Saturday, July 18, 2015

February 2014, Greenwood, MS to Texarkana

In the winter of 2014 we flew into Dallas, rented a car and drove to Charleston, SC and back.  We spent most of our time in and around the Georgia and South Carolina sea islands where the food is fantastic, the cemeteries are ancient and the lowcountry salt marshes are gold in the winter and full of birds.  

On the way back to Dallas, we took Highway 82 through the Mississippi Delta and spent the night in one-time cotton capital Greenwood, MS.  Located on the banks of the Yazoo and the Tallahatchie, Greenwood was a major hub of cotton transport before and after the Civil War. Greenwood is looking rough these days, but the crumbling brick buildings downtown allude to past prosperity.  

Greenwood is home to Lusco's, the Italian grocery-turned-restaurant famous for its broiled pompano, homemade hooch and private booths for tipplers during prohibition.  Lusco's was booked so we beat it across the old square to the Crystal Grill, a place similarly renowned for its seafood.  

A guy from Greenwood I talked with randomly on the phone at work told me he preferred the food at the Crystal.  I had the crab and shrimp Newburg which was cold and gummy and needed another 15 minutes in the oven.

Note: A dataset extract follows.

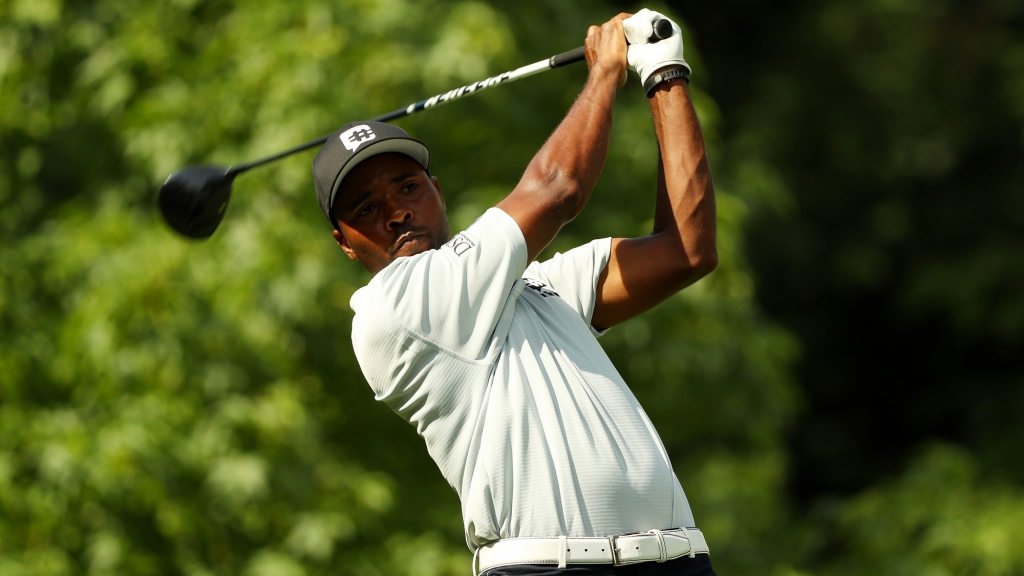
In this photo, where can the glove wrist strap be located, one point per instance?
(672, 74)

The rolls were good.  

The next day was misty and after a fruitless attempt to find some breakfast in downtown Greenwood we drove out Money Rd. to Little Trinity Baptist Church where a sprawling pecan tree most likely shelters the bones of Robert Johnson among its roots.  We drove over to Sunflower County in search of the grave of Charley Patton outside the tiny village of Holly Ridge.  It had rained through the evening and turned the fields to an impossibly sticky beige gumbo.  A "ridge" in the Mississippi Delta country is a strip of silt that is raised slightly above the flood plain and which was prime real estate for cotton planters as the land was cleared after the Civil War.  There is nothing particularly ridgey about the flat plain surrounding Holly Ridge.  

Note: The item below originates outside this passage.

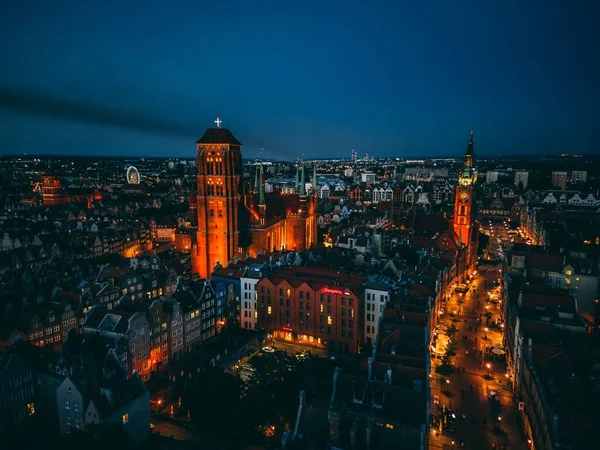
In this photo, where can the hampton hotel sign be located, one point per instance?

We saw the sparse cemetery on our second pass through town.  The bare, open field sits next to an old gin.   There was standing water everywhere and mounds of exposed mud.  It looked a little like someone had gotten a tractor stuck among the graves.  A few guys sat in front of a generic house across the street, conjunto blaring.  Thousands of snow geese were grazing in tilled fields on the other side of a hedgerow.  As we approached Patton's grave they lifted and began to circle.  We drank from a little bottle of Beam and toasted Charley.  And a crop plane dropped low and skimmed a nearby field.



We stopped at the Fratesi Brothers station and grocery to fuel up.  It was lunchtime on Saturday and the counter was swarmed with leisurely weekenders.  We got sloppy ham po boys with shredded iceberg and enough mayo to paint a Goodyear blimp.  A lot of the delta gas stations have great food.

We drove through bayous and over the river to Lake Village, Arkansas where we scoped out Rhoda's Famous Hot Tamales and Pies, a small building in the otherwise deserted downtown section.  There were two couples inside waiting for Rhoda Adams to arrive with her mini-van loaded with fresh pies.  They had just run a marathon and had a keen and ravenous look.  While we also waited for Rhoda to show, we ordered a half dozen hot tamales which were fished out of a steaming 10 gallon pot by the fellow working the counter.  We were still digesting our po boys so we got them to go.  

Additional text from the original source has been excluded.